SAN DIEGO (CNS) – San Diego County continues to prepare for some businesses to reopen Friday, even as recent data showed a slight increase in the rate of individuals testing positive for COVID-19.
Local health officials reported 159 new cases and eight deaths Wednesday, raising the county totals to 4,319 cases and 158 deaths.
County Chairman Greg Cox said that while the county is prepared to meet Gov. Gavin Newsom’s orders to reopen some retail, manufacturing and logistics businesses, it ultimately held power in deciding which were going to open.
Some businesses might not have the staff, supplies or protocols in place to safely reopen, and the county would not allow those unprepared businesses to open in an unsafe manner “no matter what the governor says,” Cox said.
To avoid that situation, he encouraged business owners to visit www.sandiegocounty.gov/coronavirus.html to find a “safe reopening plan” template to help prepare.
County Supervisor Nathan Fletcher said employers and employees should get used to increased health surveillance, including daily temperature checks. He said the best way to prevent the spread of the illness is “changing our individual behavior,” but that by sending home sick employees, businesses could help.
San Diego City Councilman Scott Sherman urged county officials to give San Diegans the right to choose.
“San Diegans have sacrificed much to flatten the curve and many are now struggling. Our region has shown that we can act responsibly,” he said. “I urge the County Board of Supervisors to begin immediate work so our region can move more quickly through phase two and open more businesses.”
The San Diego region’s estimated unemployment rate has risen to 26.8% amid the coronavirus pandemic, a high not seen since the Great Depression, according to a report released Wednesday by the San Diego Association of Governments.
Wednesday’s deaths included three women in their 70s to 80s and seven men ranging from their 40s to their 80s.
An Otay Mesa Detention Center detainee also died Wednesday from COVID-19, marking the first confirmed death of a U.S. Immigration and Customs Enforcement detainee from the virus, according to the American Civil Liberties Union.
Nearly 200 confirmed cases have made the facility’s outbreak the largest out of any ICE detention center in the country.
The county and its health partners completed 2,260 tests Wednesday, raising the total completed tests to 65,737. Of those, around 7% returned positive, a slightly higher rate than the rolling average.
On Wednesday, 363 COVID-19 positive individuals were in the hospital, 133 in intensive care.
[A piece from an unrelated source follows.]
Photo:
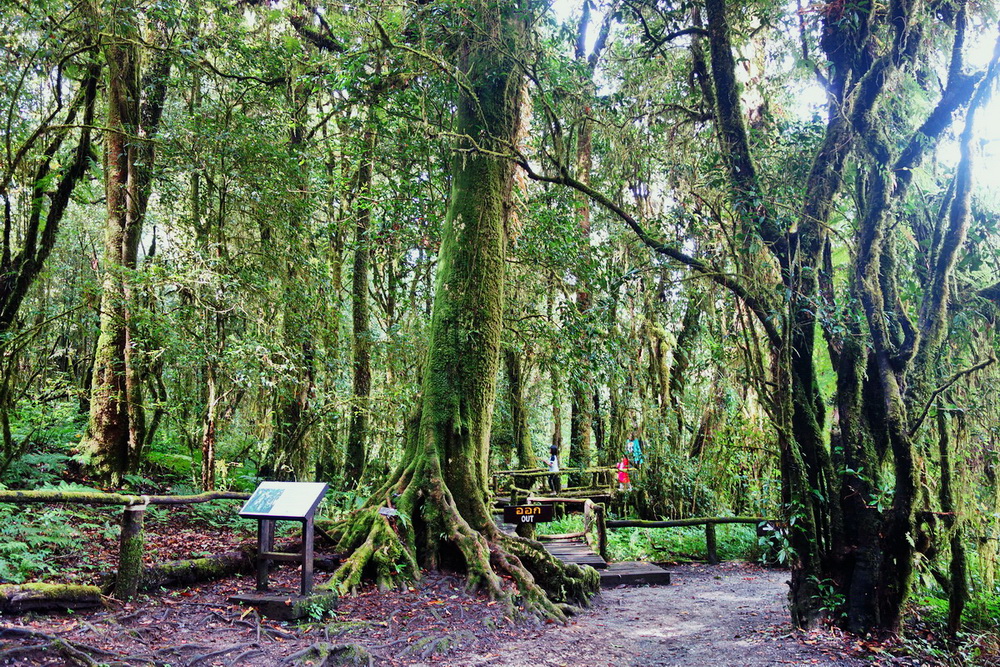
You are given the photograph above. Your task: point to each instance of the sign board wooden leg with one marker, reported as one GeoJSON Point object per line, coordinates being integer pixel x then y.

Since the health crisis began, 882 people with novel coronavirus have been admitted to the hospital, 281 of whom were sent to the ICU. The county estimates 2,333 people have recovered from the illness.
These numbers translate to 20.4% of all positive-testing individuals being hospitalized, 6.5% spending at least some time in intensive care and 3.7% dying of COVID-19.
According to data presented by Dr. Wilma Wooten, the county’s public health officer, men are more likely to die of the illness — they represent 56.3% of the fatalities — and people identified as white make up around 49% of the deaths, with Latinos not far behind at 39% of all COVID-19 deaths in the county.
On Tuesday, the San Diego County Board of Supervisors unanimously adopted a framework for safely reopening businesses amid the pandemic. As part of the plan, the county will send a letter to Newsom requesting “total local control” on COVID-19 decisions.
The framework also offers guidelines on employee and customer safety, sanitation, physical distancing, and general business practices and communications. Recommendations were based on input from the Responsible COVID-19 Economic Reopening Advisory Group, which includes county supervisors, San Diego Mayor Kevin Faulconer, small business owners and construction industry associations.
Another SANDAG study released Wednesday found that local freeway traffic has decreased by 44% since the COVID-19 stay at home orders began in the San Diego region, including 52% on State Route 163 and 50% on Interstate 5. The SANDAG research and program management team analyzed travel on San Diego County freeways from mid-March to mid-April this year, and when compared to the same time last year, traffic volumes at eight hotspots decreased an average 41 percent. Additionally, speeds during peak periods averaged 30 mph higher.